Ilha streets 4 Ilha streets 12
Ilha mosque girls

Lots of breezes, soft air, and the place is just stunningly beautiful, with an odd tension in the older areas between what buildings are inhabited, and being used for their original purpose, and what is happening there now as alot of the buildings are going through renovations & many are also being squatted. The population here - some 20,000 - is still for the most part not completely changed by tourism (the place is hard to get to), so there is still a vibrant local culture as well.

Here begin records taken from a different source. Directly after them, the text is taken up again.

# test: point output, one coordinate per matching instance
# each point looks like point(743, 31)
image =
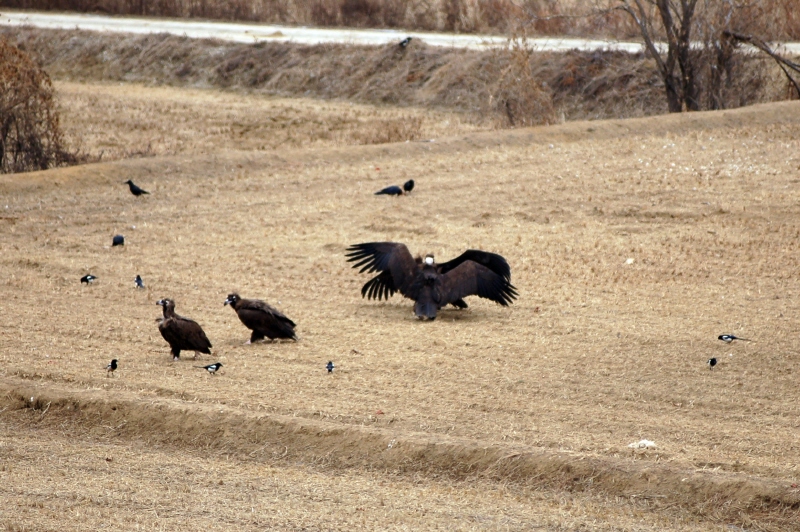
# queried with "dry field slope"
point(633, 245)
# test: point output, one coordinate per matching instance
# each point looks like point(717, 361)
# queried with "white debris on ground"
point(643, 444)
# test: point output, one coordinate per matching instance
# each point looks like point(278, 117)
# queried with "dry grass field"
point(633, 244)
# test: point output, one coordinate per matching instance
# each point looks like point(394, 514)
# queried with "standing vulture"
point(182, 334)
point(432, 286)
point(261, 318)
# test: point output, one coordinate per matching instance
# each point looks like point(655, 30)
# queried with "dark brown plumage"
point(182, 334)
point(432, 286)
point(263, 319)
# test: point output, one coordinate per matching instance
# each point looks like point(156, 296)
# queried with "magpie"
point(211, 368)
point(136, 191)
point(393, 190)
point(728, 338)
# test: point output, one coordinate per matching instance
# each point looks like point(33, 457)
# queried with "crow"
point(393, 190)
point(211, 368)
point(181, 333)
point(432, 286)
point(136, 191)
point(728, 338)
point(262, 318)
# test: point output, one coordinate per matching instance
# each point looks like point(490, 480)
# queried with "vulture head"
point(232, 300)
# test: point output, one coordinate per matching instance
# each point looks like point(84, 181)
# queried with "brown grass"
point(534, 403)
point(501, 88)
point(773, 19)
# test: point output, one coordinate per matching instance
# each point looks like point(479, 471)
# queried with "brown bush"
point(30, 137)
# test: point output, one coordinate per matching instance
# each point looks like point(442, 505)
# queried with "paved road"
point(248, 33)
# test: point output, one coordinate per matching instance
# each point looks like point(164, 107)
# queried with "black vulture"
point(263, 319)
point(432, 286)
point(182, 334)
point(393, 190)
point(136, 191)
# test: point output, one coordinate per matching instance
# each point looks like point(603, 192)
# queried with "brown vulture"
point(182, 334)
point(261, 318)
point(432, 286)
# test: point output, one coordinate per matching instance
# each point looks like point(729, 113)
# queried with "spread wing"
point(185, 334)
point(493, 261)
point(473, 279)
point(394, 262)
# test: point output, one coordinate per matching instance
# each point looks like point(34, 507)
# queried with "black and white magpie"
point(136, 191)
point(728, 338)
point(211, 368)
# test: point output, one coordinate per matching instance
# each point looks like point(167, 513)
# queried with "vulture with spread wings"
point(432, 286)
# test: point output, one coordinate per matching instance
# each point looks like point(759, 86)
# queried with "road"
point(251, 33)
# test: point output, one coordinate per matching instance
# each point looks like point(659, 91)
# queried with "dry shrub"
point(517, 95)
point(392, 130)
point(30, 136)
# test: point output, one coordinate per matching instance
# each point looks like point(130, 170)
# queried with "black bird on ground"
point(728, 338)
point(432, 286)
point(136, 191)
point(211, 368)
point(182, 334)
point(263, 319)
point(393, 190)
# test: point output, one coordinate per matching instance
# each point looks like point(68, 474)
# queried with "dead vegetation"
point(533, 17)
point(30, 133)
point(500, 88)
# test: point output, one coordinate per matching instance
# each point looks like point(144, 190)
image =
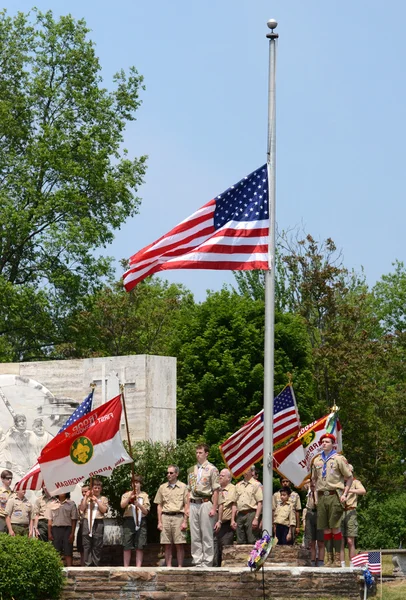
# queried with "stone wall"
point(281, 583)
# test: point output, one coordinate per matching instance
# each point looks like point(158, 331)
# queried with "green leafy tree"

So...it was 3am, and I was awoken by the sound of drumming. There was a P.A. system, and the sound of a crowd. After lying there for awhile, I decided that it sounded close enough & the drumming was intense aqnd good enough that I should just go ahead out in the night and track it down. I left our little hotel in the pitch black, almost sleepwalking toward the sound. Surprisingly there was quite a bit of street activity at night, and I found my way along the sandy port road, past the mosque, to the area of town where most of the people live. There, thatched roof humble dwellings are patched together into a system of walkways that lie on a lower level than the roads that are above. I finally found the source of the drumming, and was pleased to find singing and dancing as well. The best I could understand was that it was a series of singing and dance "groups" from the neighborhoods, that were performing in succession for people from the neighborhood (and others like myself, who had been called by the music). Note: I later found out that this was TUFO dancing, something the island is particularly known for - I feel really lucky to have seen it as it only occurs before special events & Islamic feast days.

I found a place to sit on the escarpment above and from this perch happily watched and listened for several hours until daybreak, when I walked along the ocean amazed at the lavendar sky. My presence attracted some attention, but not alot. As each group finished they would climb the stairs to where I was to catch a breeze, cool off, smoke, and buy a juice or soda from the small merchant stand. Many asked if I liked the music, one kissed my face in appreciation of my appreciation.

We are enjoying Mozambique very much.